The Department of Justice (DOJ) is pushing ahead with its investigations, reported the Associated Press. Now the midterm elections are mostly complete and the 2024 Presidential campaign is months away from beginning. So federal prosecutors have a lot of time to continue their work even as Trump starts campaigning.
Former Justice Department prosecutor Michael Weinstein said that “he doesn’t think DOJ is "going to hesitate as a result of Trump nominating himself and anointing himself as the first candidate in the 2024 election." He thinks that they will see that as Trump trying to "game the system as he’s done very successfully in the courts." And DOJ are prepared for his “blowback.”

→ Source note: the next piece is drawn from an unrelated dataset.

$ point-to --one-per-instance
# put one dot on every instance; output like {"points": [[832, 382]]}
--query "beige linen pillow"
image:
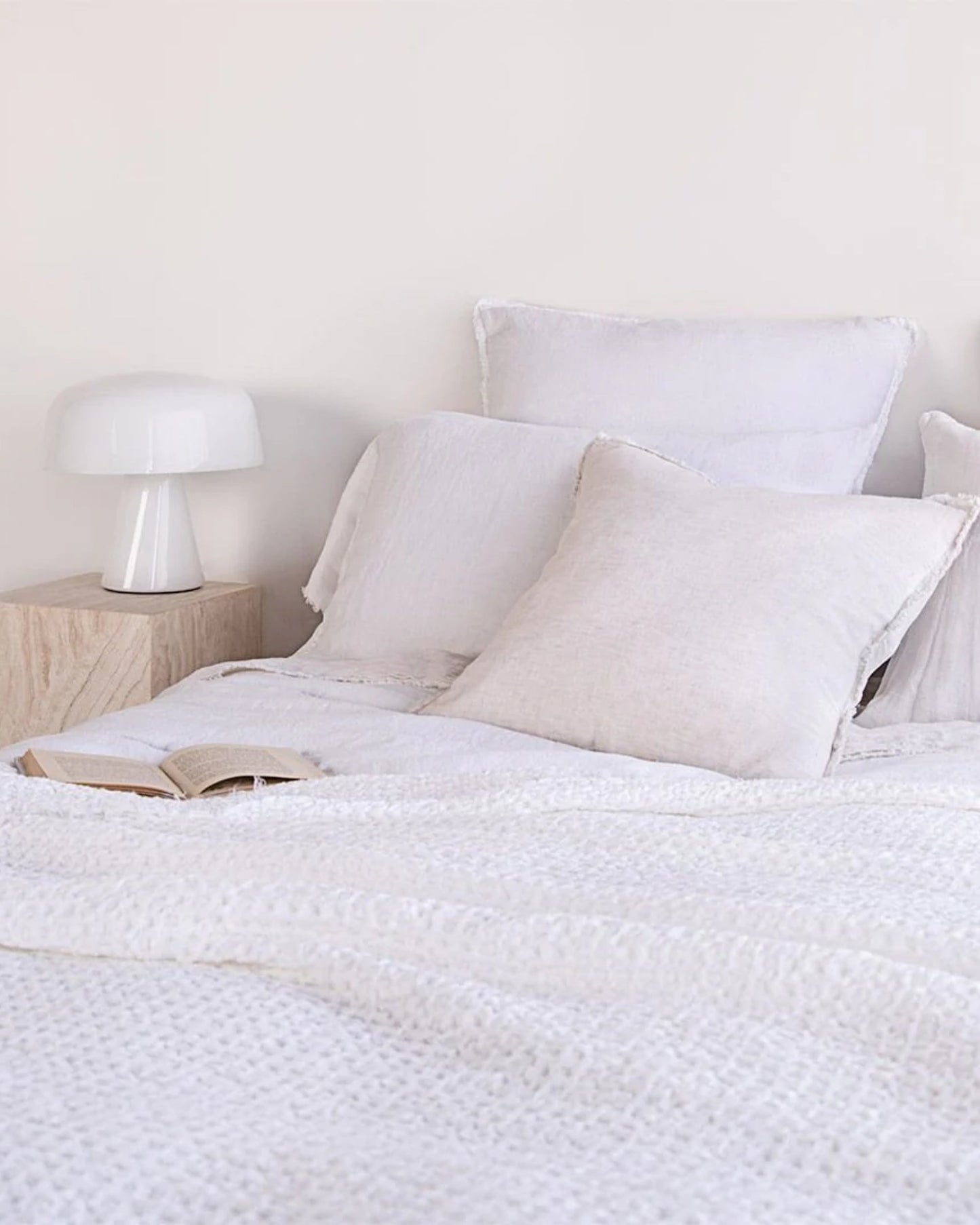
{"points": [[728, 629]]}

Renato Mariotti, a former federal prosecutor, wrote on Twitter, that the DOJ opened a criminal probe into Trump even though "he was the former President, a likely candidate, and the de facto leader of the Republican Party."
He noted that Trump's announcement changes nothing, and that it "was already 'baked in’ to DOJ’s decision.”
As for the investigations, Trump faces an ongoing probe into his attempts to stay in power after losing in 2020. The sprawling effort spanned many states and federal agencies, and culminated with the Jan. 6, 2021, attack on the U.S. Capitol. In Georgia, he faces a similar criminal investigation into his 2020 efforts. The DOJ has also executed a search warrant at Trump’s house. It indicated that he might have violated the Espionage Act and illegally retained government records after he moved more than 10,000 government documents to his Mar-a-Lago estate.
In Trump’s recent announcement, some experts see a faulty effort to avoid a potential indictment. Amid Trump’s announcement, George Conway, husband to former Trump adviser Kellyanne Conway, wrote in a Tuesday night op-ed in The Washington Post that a big reason Trump "announced his run is he fears criminal prosecution." George called Trump a "desperate man, a threatened and rabid animal, who could face multiple indictments (the stolen classified documents, Georgia) over the next year."
According to George, Trump thinks that running for President, and the "specter of violence from his fringiest supporters, will protect him from the prosecutors, so just imagine what Trump would do to stay out of jail.”
The Justice Department generally adheres to an unwritten rule. It is to avoid any kind of prosecution that could influence an election's results in the 60 days prior to that contest. But the DOJ is still well ahead of that 2024 deadline. It is something that Trump’s early announcement doesn’t change, and there’s nothing about running for office or being a former President that immunizes him, reported The Hill.